Apparently, Hulu thinks we need to start 2020 knowing that “gay slasher movie” is now a genre. The Los Angeles Times reported that Hulu "specifically wanted a gay slasher movie," so the streaming site’s Into the Dark horror anthology series celebrates the New Year with what is described as "gleefully remix[ing] familiar genre tropes with distinctly gay subject matter." Already the new decade is going downhill.
The December 27 episode “Midnight Kiss” follows the set-up of every slasher flick. A group of friends travel to a Palm Springs house to celebrate New Year’s only to be hunted down by a masked killer. The only real twist in the story is that four out of five of the group are gay men with only one straight girl in the pack. Somehow, this makes the story, along with the predictable twist being that the killer is a jealous ex, revolutionary.
What the show also considers revolutionary is the fact that a good half of the nearly 90-minute episode is also focused on the sexual and romantic side of gay men. By that, I mean we see a lot of flamboyant flirting, casual sex and hookups, and even near-full nudity on three separate occasions. If this is what the show thinks is realistic or appealing to the masses, I’m even more disappointed in Hulu.
Make no mistake, we do have to assume this is what the episode wants to do. In an interview with Trevino, actor Scott Evans explains, “I feel this one — minus the homicide half — is a really correct illustration of type of a type of weekend with associates and on this neighborhood, or at the very least in my world.” The “correct illustration” he refers to includes public threesomes at a night rave pumped with drugs and nearly naked gay men thrusting themselves at each other. The killer isn’t even that much excluded considering he wears a mask referencing a gay kink known as “pup play.” At this point, the realistic “illustration” is worse than any stereotype.

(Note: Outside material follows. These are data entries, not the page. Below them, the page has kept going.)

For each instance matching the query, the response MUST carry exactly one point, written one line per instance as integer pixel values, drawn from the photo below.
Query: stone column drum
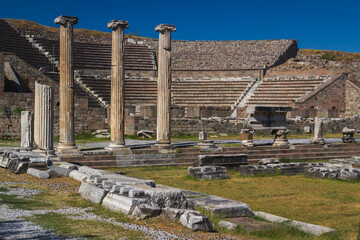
(66, 89)
(318, 132)
(164, 86)
(44, 117)
(27, 130)
(117, 121)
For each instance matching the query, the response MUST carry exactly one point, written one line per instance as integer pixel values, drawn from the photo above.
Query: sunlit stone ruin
(62, 83)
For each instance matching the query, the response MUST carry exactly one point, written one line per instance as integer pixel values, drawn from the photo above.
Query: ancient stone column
(164, 86)
(117, 122)
(280, 137)
(44, 118)
(2, 75)
(318, 132)
(66, 89)
(246, 136)
(27, 130)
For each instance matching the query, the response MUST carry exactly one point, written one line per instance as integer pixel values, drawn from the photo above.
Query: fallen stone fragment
(78, 176)
(196, 221)
(225, 207)
(37, 173)
(92, 193)
(174, 213)
(208, 172)
(313, 229)
(119, 203)
(228, 225)
(18, 166)
(144, 211)
(61, 171)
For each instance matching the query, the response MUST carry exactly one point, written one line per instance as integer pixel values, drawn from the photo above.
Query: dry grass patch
(330, 203)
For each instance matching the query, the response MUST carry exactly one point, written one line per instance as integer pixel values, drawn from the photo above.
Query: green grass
(331, 203)
(83, 228)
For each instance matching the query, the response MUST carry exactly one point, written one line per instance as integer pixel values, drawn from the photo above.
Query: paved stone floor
(145, 143)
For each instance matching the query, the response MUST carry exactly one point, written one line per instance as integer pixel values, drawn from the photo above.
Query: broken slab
(38, 173)
(61, 171)
(174, 213)
(92, 193)
(78, 176)
(224, 160)
(144, 211)
(208, 172)
(224, 207)
(196, 221)
(119, 203)
(313, 229)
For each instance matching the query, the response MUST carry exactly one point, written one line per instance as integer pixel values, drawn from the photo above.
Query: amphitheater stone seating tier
(12, 41)
(209, 93)
(282, 91)
(137, 90)
(98, 56)
(78, 91)
(219, 55)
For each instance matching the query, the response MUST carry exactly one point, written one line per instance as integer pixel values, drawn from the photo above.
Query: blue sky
(332, 25)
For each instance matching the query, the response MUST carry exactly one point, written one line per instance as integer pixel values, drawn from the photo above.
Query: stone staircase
(186, 156)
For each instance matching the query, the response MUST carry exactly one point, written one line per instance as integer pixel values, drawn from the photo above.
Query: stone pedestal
(280, 137)
(164, 86)
(348, 135)
(27, 130)
(66, 88)
(246, 135)
(203, 142)
(44, 119)
(117, 122)
(318, 132)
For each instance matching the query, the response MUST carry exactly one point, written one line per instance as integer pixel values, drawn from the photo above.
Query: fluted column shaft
(66, 90)
(164, 86)
(117, 122)
(44, 118)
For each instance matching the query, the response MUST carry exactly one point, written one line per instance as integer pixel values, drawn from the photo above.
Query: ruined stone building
(209, 78)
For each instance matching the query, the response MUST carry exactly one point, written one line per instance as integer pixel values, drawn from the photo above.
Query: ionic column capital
(66, 20)
(115, 24)
(165, 28)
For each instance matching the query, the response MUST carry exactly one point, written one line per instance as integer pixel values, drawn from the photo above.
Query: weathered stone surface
(267, 161)
(306, 227)
(218, 205)
(78, 176)
(225, 160)
(37, 173)
(17, 165)
(164, 86)
(208, 172)
(61, 171)
(174, 213)
(121, 203)
(196, 221)
(27, 130)
(92, 193)
(69, 166)
(318, 132)
(165, 196)
(228, 225)
(144, 211)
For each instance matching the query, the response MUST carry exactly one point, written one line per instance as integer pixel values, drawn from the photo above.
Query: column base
(119, 149)
(281, 142)
(164, 147)
(68, 149)
(247, 143)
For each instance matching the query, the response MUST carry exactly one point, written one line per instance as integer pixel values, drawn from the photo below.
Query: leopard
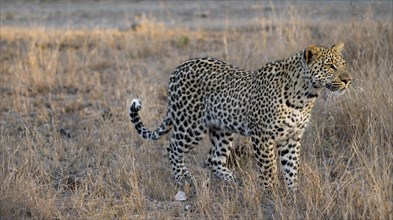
(271, 105)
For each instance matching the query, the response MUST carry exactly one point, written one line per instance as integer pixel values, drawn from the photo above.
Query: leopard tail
(163, 129)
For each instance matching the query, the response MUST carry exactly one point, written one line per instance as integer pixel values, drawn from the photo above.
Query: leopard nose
(346, 81)
(344, 77)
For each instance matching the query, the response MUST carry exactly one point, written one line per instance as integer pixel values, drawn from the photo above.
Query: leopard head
(326, 67)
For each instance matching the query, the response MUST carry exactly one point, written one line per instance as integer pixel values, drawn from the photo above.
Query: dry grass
(68, 150)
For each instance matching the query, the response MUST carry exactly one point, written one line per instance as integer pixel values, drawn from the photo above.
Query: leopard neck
(298, 86)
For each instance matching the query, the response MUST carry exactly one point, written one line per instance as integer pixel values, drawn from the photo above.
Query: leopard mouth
(338, 86)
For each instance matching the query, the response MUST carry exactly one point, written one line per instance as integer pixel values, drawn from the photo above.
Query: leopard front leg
(266, 160)
(289, 153)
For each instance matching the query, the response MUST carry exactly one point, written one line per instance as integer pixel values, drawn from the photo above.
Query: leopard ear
(338, 47)
(311, 53)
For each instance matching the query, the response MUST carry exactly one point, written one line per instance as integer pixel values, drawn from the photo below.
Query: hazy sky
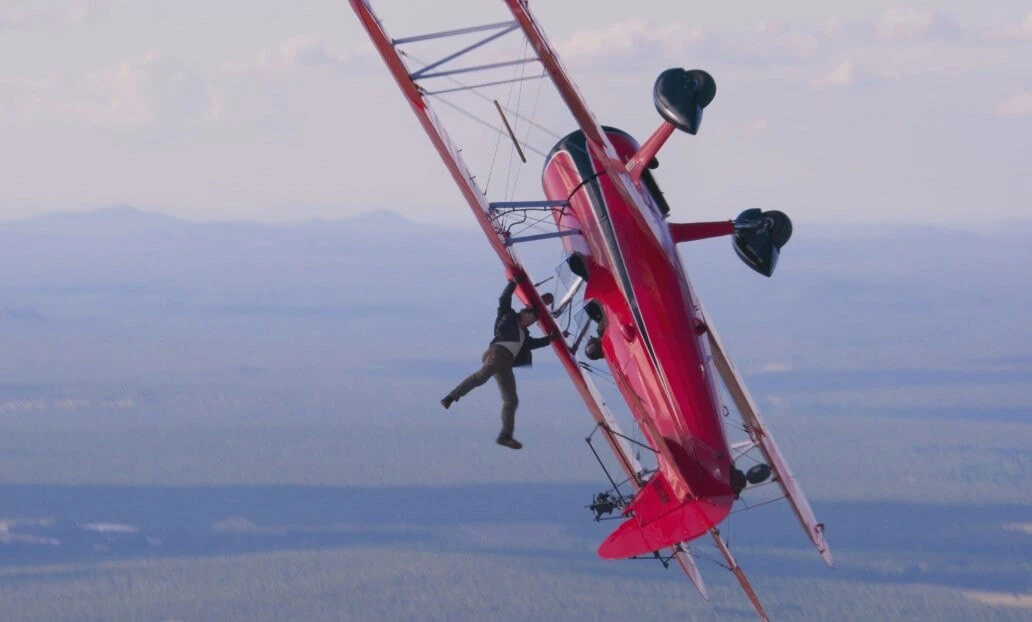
(265, 109)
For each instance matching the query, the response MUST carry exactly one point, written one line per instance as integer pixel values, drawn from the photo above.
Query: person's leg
(507, 385)
(476, 379)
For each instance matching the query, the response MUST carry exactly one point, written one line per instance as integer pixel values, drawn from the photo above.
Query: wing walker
(627, 283)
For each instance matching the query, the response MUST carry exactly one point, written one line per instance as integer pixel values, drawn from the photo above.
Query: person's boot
(508, 440)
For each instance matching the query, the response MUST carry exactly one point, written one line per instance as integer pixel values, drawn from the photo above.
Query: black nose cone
(680, 96)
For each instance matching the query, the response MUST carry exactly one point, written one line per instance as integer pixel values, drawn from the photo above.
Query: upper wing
(418, 100)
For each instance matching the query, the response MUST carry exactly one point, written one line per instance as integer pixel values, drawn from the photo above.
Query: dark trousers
(497, 362)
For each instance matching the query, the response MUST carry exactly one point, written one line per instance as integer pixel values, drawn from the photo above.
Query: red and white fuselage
(654, 341)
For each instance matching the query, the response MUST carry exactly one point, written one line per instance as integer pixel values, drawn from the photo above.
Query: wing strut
(739, 575)
(760, 434)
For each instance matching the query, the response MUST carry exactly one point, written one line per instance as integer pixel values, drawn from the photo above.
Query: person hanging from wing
(510, 348)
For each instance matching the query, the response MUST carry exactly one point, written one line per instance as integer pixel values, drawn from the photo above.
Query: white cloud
(150, 91)
(909, 24)
(22, 13)
(842, 75)
(1017, 106)
(625, 44)
(1021, 32)
(847, 73)
(304, 52)
(627, 39)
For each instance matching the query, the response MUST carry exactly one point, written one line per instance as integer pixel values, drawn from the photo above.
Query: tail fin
(659, 520)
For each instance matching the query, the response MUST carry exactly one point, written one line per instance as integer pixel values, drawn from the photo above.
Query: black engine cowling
(680, 96)
(759, 237)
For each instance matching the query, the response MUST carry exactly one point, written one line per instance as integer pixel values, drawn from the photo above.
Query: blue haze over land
(194, 404)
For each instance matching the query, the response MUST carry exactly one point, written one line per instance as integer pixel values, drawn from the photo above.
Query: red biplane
(636, 307)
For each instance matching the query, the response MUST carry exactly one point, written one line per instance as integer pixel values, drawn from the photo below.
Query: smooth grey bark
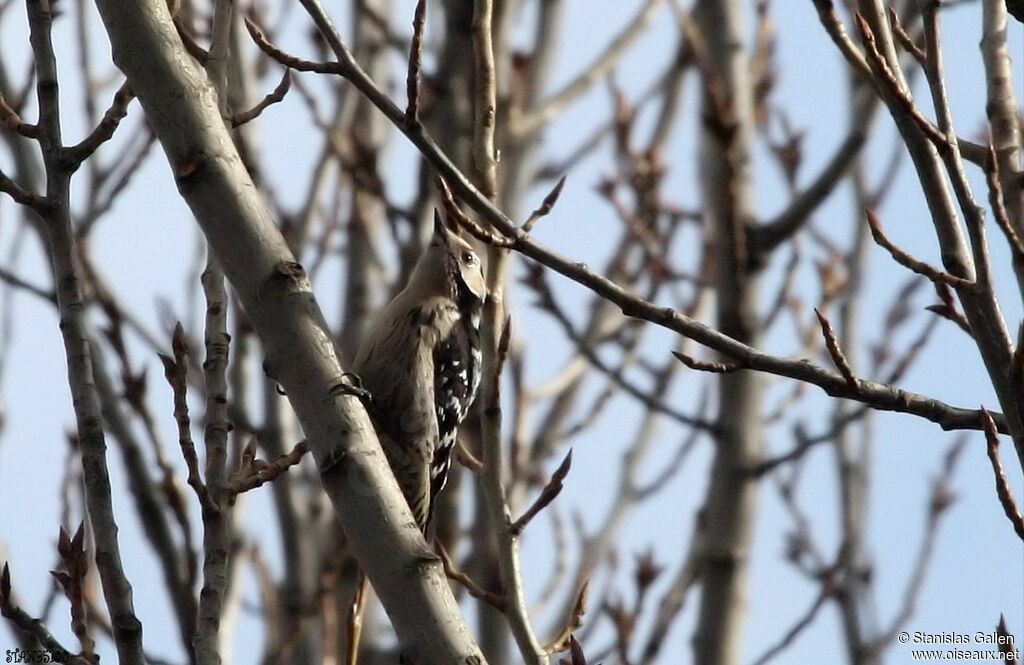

Of course, this doesn’t stop people from believing this episode still means something in terms of representation. In an interview with the Los Angeles Times, Evans references the milestone of having a mostly gay cast saying, “I hate that it seems groundbreaking. That really sucks. [But] it’s kinda cool.” Ironically, though, the actor doesn’t show the same consideration to the fact that half of the victims in the episode are minorities, stating, “But come on! Look at the bigger picture!” Groundbreaking material for me but not for thee, it appears.
Into the Dark has spent its 2019 becoming more annoyingly political. From the looks of this episode, the show might spend its 2020 getting worse.